DeepLS: Local Search for Network Optimization Based on Lightweight Deep Reinforcement Learning
Document Type
Periodical
Source
IEEE Transactions on Network and Service Management IEEE Trans. Netw. Serv. Manage. Network and Service Management, IEEE Transactions on. 21(1):108-119 Feb, 2024
Subject
Communication, Networking and Broadcast Technologies
Computing and Processing
Optimization
Training
Routing
Heuristic algorithms
Reinforcement learning
Search problems
Metaheuristics
Deep reinforcement learning
local search
IP networks
optical networks
NP-Hard optimization
Language
ISSN
1932-4537
2373-7379
Abstract
Deep Reinforcement Learning (DRL) is being investigated as a competitive alternative to traditional techniques for solving network optimization problems. A promising research direction lies in enhancing traditional optimization algorithms by offloading low-level decisions to a DRL agent. In this study, we consider how to effectively employ DRL to improve the performance of Local Search algorithms, i.e., algorithms that, starting from a candidate solution, explore the solution space by iteratively applying local changes (i.e., moves), yielding the best solution found in the process.
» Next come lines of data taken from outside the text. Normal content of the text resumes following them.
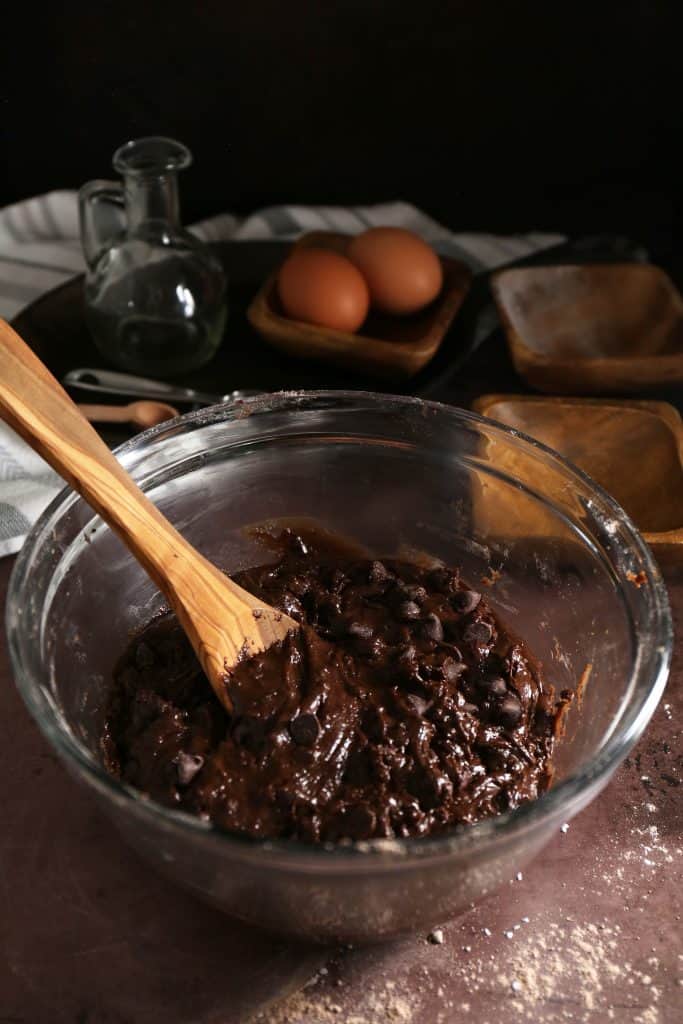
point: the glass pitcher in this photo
(155, 295)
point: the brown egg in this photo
(321, 287)
(403, 274)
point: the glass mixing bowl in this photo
(565, 569)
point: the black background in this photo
(491, 116)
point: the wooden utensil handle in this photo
(222, 621)
(32, 400)
(104, 414)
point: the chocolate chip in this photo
(494, 685)
(409, 610)
(465, 601)
(452, 670)
(292, 606)
(432, 629)
(187, 766)
(478, 633)
(359, 821)
(144, 656)
(509, 712)
(378, 572)
(304, 729)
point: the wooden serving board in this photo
(633, 449)
(593, 330)
(386, 347)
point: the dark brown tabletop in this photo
(90, 935)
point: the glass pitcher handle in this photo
(102, 217)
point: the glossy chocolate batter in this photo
(402, 708)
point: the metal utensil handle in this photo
(112, 382)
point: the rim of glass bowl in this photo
(650, 667)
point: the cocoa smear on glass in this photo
(401, 708)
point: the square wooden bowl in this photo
(389, 347)
(594, 329)
(633, 449)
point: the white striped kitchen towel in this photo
(40, 249)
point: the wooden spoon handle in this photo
(217, 615)
(38, 408)
(104, 414)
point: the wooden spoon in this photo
(138, 414)
(223, 622)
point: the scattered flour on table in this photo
(579, 967)
(384, 1006)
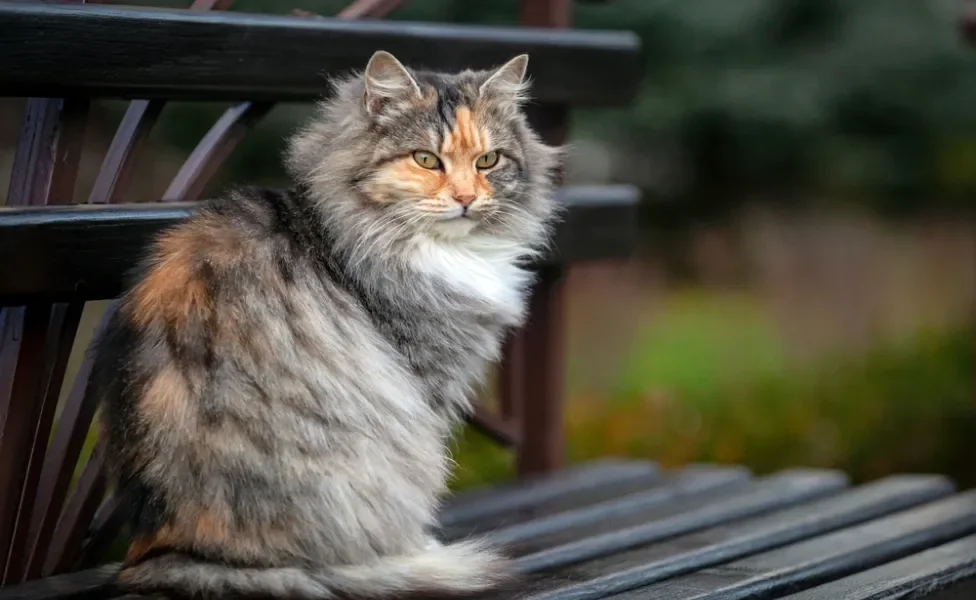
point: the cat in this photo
(280, 382)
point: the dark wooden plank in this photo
(54, 50)
(677, 487)
(947, 572)
(716, 545)
(617, 500)
(598, 479)
(62, 326)
(806, 564)
(62, 457)
(614, 535)
(83, 252)
(85, 585)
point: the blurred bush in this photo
(867, 101)
(904, 408)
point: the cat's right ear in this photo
(387, 79)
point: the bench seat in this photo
(628, 529)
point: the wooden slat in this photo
(85, 585)
(619, 534)
(533, 493)
(76, 517)
(804, 565)
(717, 545)
(615, 498)
(53, 50)
(85, 252)
(62, 457)
(947, 572)
(681, 486)
(62, 326)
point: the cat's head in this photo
(411, 152)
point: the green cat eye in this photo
(426, 159)
(487, 160)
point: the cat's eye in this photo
(426, 159)
(487, 160)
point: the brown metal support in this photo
(542, 444)
(36, 340)
(533, 382)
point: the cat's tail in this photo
(457, 569)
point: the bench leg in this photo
(541, 398)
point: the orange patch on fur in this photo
(171, 290)
(167, 400)
(461, 148)
(459, 151)
(139, 547)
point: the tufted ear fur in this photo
(508, 81)
(387, 79)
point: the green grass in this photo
(702, 341)
(710, 383)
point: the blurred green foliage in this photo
(867, 101)
(904, 408)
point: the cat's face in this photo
(447, 154)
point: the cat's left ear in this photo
(508, 81)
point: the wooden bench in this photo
(613, 528)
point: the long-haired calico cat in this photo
(281, 381)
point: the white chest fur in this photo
(482, 268)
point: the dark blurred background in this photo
(804, 293)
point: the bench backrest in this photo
(54, 515)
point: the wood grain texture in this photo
(677, 487)
(947, 572)
(727, 542)
(536, 493)
(531, 526)
(805, 564)
(56, 50)
(621, 533)
(808, 530)
(86, 252)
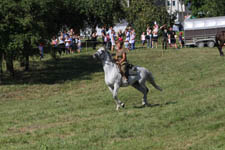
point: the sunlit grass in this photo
(65, 104)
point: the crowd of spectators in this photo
(151, 36)
(67, 42)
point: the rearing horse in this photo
(113, 77)
(220, 40)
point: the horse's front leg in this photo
(114, 90)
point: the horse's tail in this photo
(152, 81)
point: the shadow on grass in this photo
(56, 71)
(155, 105)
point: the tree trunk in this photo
(9, 65)
(27, 63)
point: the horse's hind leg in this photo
(143, 89)
(114, 91)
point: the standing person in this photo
(103, 32)
(41, 49)
(172, 36)
(110, 32)
(149, 37)
(94, 39)
(68, 42)
(164, 37)
(181, 42)
(120, 35)
(121, 61)
(132, 39)
(79, 43)
(155, 35)
(113, 40)
(127, 39)
(143, 39)
(61, 44)
(54, 43)
(107, 40)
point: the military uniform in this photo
(123, 65)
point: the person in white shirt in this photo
(132, 39)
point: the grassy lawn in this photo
(65, 104)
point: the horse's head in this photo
(101, 54)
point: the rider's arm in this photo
(124, 58)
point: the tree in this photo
(142, 13)
(103, 12)
(207, 8)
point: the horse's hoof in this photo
(123, 105)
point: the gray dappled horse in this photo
(113, 77)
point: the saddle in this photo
(131, 70)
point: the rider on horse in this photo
(121, 60)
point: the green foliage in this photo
(207, 8)
(23, 23)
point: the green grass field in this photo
(65, 104)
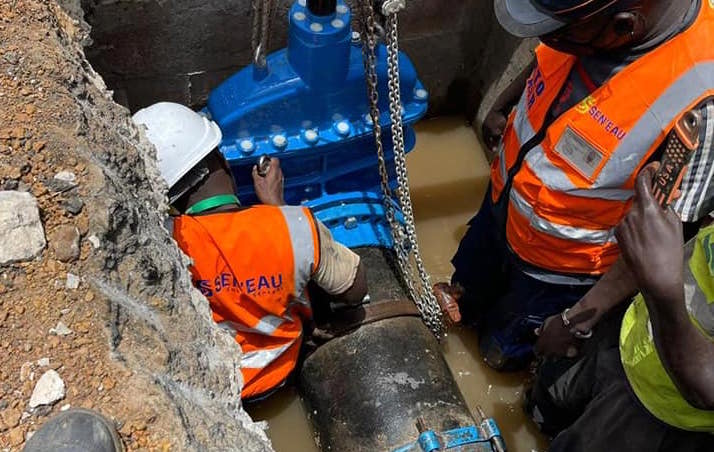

We propose a Local Search algorithm based on lightweight Deep Reinforcement Learning (DeepLS) that, given a neighborhood, queries a DRL agent for choosing a move, with the goal of achieving the best objective value in the long term. Our DRL agent, based on permutation-equivariant neural networks, is composed by less than a hundred parameters, requiring only up to ten minutes of training and can evaluate problem instances of arbitrary size, generalizing to networks and traffic distributions unseen during training. We evaluate DeepLS on two illustrative NP-Hard network routing problems, namely OSPF Weight Setting and Routing and Wavelength Assignment, training on a single small network only and evaluating on instances 2x-10x larger than training. Experimental results show that DeepLS outperforms existing DRL-based approaches from literature and attains competitive results with state-of-the-art metaheuristics, with computing times up to 8x smaller than the strongest algorithmic baselines.